Materials and methods
Data source
We collected diagnostic codes and prescriptions of medications for each person using the Health Insurance Review and Assessment Service (HIRA), which contains claims data from a universal healthcare system that covers approximately 98% of the South Korean population—National Health Insurance [21, 22]. Data collected between January 1, 2011 and December 31, 2015 were retrospectively reviewed.
PTD cohort
This study focused on subjects with depression who did not respond to pharmaceutical treatment. Therefore, subjects with depression who did not undergo antidepressant treatment or underwent treatments other than antidepressants, such as cognitive behavioral therapy, were not included in this study.
A subject’s depressive episode was estimated based on the period for which the subject was dispensed antidepressants as limited information regarding patients’ clinical symptoms were reported; the estimated depressive episode was defined as PTD. Subjects were included in the PTD cohort if they (1) received at least one antidepressant prescription in 2012, (2) were aged ≥ 18 years on the index date; the index date of PTD was defined as the first date of receiving an antidepressant prescription in 2012, (3) had not received an exclusion diagnosis between January 1, 2011 and the index date, and (4) had not received an antidepressant during the last 120 days before the index date, i.e., we focused on newly developed depressive episodes that began in 2012, rather than ongoing episodes. PTD began on the index date and ended when: the subject had not been dispensed an antidepressant for 120 days, met the exclusion criteria, or reached the end of the study period (December 31, 2015) (Fig 1). Depressive episodes with onset after January 1, 2013 were not included as PTD onset needed to occur in 2012. Only the first PTD occurrence was analyzed in each subject and follow up was conducted until December 31, 2015.
Several conditions were required for subjects to be included in this study. A: The Index date is the first date of a dispensing of an antidepressant within 2012. Subjects were aged ≥ 18 years on the index date. B: Subjects were diagnosed with depression within 30 days either before or after the index date. C: Subjects had not received an antidepressant medication during the last 120 days before the index date. D: Subjects had not received an exclusion diagnosis during this period. E: PTD ended when: subjects had 120 days of no dispensing of an antidepressant, met the exclusion criteria, or reached the end of the study period (December 31, 2015).
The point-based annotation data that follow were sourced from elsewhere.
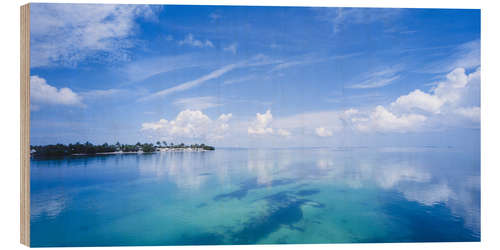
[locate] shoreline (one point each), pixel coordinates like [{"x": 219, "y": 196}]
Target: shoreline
[{"x": 142, "y": 152}]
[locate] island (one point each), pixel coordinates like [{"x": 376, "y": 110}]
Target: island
[{"x": 57, "y": 150}]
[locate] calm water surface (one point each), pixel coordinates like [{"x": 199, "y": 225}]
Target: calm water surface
[{"x": 240, "y": 196}]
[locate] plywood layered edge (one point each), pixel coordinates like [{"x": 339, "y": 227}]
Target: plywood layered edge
[{"x": 25, "y": 124}]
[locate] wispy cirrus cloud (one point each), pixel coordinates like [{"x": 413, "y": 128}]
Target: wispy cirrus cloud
[
  {"x": 378, "y": 79},
  {"x": 190, "y": 40},
  {"x": 233, "y": 48},
  {"x": 197, "y": 103},
  {"x": 255, "y": 61},
  {"x": 67, "y": 34},
  {"x": 193, "y": 83},
  {"x": 342, "y": 18},
  {"x": 42, "y": 93}
]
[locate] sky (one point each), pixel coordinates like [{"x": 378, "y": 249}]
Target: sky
[{"x": 255, "y": 76}]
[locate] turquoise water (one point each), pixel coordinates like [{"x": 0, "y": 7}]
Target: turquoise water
[{"x": 249, "y": 196}]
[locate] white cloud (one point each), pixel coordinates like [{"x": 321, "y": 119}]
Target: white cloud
[
  {"x": 342, "y": 17},
  {"x": 66, "y": 34},
  {"x": 471, "y": 113},
  {"x": 232, "y": 48},
  {"x": 382, "y": 120},
  {"x": 429, "y": 194},
  {"x": 262, "y": 124},
  {"x": 378, "y": 79},
  {"x": 258, "y": 60},
  {"x": 43, "y": 93},
  {"x": 197, "y": 103},
  {"x": 191, "y": 84},
  {"x": 92, "y": 94},
  {"x": 447, "y": 96},
  {"x": 214, "y": 16},
  {"x": 420, "y": 100},
  {"x": 283, "y": 132},
  {"x": 239, "y": 79},
  {"x": 323, "y": 132},
  {"x": 192, "y": 124},
  {"x": 190, "y": 40}
]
Diagnoses of depression according to the ICD-10 code included: depressive episode (F32), recurrent depressive disorder (F33), and dysthymia (F34.1); these diagnoses did not need to be a primary diagnosis. While subjects classified by these diagnostic codes are heterogeneous, they share a common feature in that the severity of their depressive symptoms were likely high enough for them to be prescribed antidepressants. Subjects were excluded if they received any of the following diagnoses: schizophrenia (F20), schizotypal disorder (F21), persistent delusional disorders (F22), acute and transient psychotic disorders (F23), schizoaffective disorders (F25), other nonorganic psychotic disorders (F28), unspecified nonorganic psychosis (F29), manic episode (F30), bipolar affective disorder (F31), dementia in Alzheimer disease (F00), vascular dementia (F01), dementia in other diseases classified elsewhere (F02), unspecified dementia (F03), or organic amnesic syndrome, not induced by alcohol and other psychoactive substances (F04). Manic episode (F30) and bipolar affective disorder (F31) were only considered as exclusion diagnoses if they were given as a primary diagnosis; in South Korea, if a patient with depressive disorder needs to have a mood stabilizer, psychiatrists often add a diagnosis of bipolar disorder as a non-primary diagnosis due to a medical insurance issue, even if there is no definitive evidence of bipolar disorder. Although this procedure confused the design of the current study, these criteria allowed for a more accurate representation of the clinical situation in South Korea.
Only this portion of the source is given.